Ne faites plus de suppositions sur les besoins des consommateurs… demandez-leur ce qu’ils veulent !

Plus rapide et plus ingénieux

Tout ceci pour dire que les entreprises font face à deux difficultés claires auxquelles un état d’esprit agile peut remédier :

  • l’information est absente ou incomprise dans le canal de communication, menant à la création de produits qui ne satisfont pas les besoins des consommateurs ou de supports marketing inefficaces qui échouent à communiquer l’information pertinente.
  • du temps est perdu à détailler ou à « dorer à l’or fin » des caractéristiques inutiles, éloignant davantage les projets de leur finalité recherchée, dilapidant des finances et privant les caractéristiques vitales de personnel créatif.
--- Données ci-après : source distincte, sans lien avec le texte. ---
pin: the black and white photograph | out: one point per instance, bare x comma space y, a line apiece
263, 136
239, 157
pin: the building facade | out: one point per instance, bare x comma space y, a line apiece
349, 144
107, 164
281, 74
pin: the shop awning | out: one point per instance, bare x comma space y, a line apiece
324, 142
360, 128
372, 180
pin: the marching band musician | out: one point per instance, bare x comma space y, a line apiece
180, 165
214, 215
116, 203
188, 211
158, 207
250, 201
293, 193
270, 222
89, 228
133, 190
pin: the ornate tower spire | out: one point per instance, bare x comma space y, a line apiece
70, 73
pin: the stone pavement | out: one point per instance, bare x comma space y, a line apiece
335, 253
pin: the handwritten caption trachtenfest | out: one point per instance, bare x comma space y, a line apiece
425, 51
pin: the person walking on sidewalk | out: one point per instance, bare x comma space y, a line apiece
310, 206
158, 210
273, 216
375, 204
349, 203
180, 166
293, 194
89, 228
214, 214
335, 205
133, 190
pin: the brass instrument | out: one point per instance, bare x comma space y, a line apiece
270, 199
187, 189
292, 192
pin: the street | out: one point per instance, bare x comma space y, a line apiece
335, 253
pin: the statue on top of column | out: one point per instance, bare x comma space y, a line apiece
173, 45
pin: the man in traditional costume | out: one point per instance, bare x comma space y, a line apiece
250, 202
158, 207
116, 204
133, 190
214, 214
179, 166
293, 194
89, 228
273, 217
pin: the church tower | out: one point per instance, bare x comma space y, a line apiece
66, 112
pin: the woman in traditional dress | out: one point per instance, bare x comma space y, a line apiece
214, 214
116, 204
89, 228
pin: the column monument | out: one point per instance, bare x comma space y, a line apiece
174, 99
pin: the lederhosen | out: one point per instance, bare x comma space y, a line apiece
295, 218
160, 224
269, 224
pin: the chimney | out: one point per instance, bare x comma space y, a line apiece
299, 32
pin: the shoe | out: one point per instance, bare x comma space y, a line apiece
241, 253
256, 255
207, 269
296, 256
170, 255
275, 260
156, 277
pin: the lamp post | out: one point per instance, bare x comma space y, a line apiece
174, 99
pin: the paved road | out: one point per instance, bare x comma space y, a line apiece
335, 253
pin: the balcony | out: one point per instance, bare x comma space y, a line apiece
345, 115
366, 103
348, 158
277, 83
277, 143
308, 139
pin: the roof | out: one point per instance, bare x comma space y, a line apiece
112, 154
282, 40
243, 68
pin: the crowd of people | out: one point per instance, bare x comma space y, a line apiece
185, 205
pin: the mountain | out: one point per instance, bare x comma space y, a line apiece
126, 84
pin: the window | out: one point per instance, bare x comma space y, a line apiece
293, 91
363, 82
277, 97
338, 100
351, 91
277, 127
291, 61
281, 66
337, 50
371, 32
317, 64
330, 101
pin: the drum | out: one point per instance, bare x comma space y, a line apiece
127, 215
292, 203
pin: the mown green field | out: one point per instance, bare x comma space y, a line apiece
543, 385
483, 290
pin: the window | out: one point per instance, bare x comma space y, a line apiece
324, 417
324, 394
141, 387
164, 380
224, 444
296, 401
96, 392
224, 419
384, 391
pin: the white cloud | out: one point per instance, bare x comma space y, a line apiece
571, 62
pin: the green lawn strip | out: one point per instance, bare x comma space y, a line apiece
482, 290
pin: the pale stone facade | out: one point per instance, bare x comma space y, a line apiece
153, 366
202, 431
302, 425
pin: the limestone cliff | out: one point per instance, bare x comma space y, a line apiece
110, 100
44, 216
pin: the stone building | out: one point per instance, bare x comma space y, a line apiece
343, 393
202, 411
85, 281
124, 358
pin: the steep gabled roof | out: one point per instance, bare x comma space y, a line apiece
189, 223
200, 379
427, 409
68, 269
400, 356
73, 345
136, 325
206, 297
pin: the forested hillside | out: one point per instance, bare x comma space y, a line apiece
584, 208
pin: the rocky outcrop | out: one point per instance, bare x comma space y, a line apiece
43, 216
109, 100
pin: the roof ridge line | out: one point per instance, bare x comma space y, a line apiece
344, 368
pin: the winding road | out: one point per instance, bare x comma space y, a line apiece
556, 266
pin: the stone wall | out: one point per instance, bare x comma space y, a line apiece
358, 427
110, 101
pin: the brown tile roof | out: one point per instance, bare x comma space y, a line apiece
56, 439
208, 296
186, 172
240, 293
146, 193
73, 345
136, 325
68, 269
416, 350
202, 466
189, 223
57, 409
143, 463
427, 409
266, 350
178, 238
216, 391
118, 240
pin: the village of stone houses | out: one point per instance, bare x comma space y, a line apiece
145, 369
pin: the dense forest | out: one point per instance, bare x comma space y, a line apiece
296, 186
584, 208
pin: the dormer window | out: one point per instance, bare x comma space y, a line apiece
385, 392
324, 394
Les méthodes d’analyse traditionnelles ne servent plus la culture actuelle à grande vitesse et orientée données. Nous sommes tous enthousiasmés par le prochain grand succès, mais tout le monde n’aura pas réfléchi à son chef-d’œuvre en cours, ni à la personne pour laquelle ils le font. Ces entreprises qui adoptent et adhèrent déjà à l’état d’esprit agile travaillent plus vite, sont généralement mieux informées, et connaissent un meilleur taux de succès au démarrage.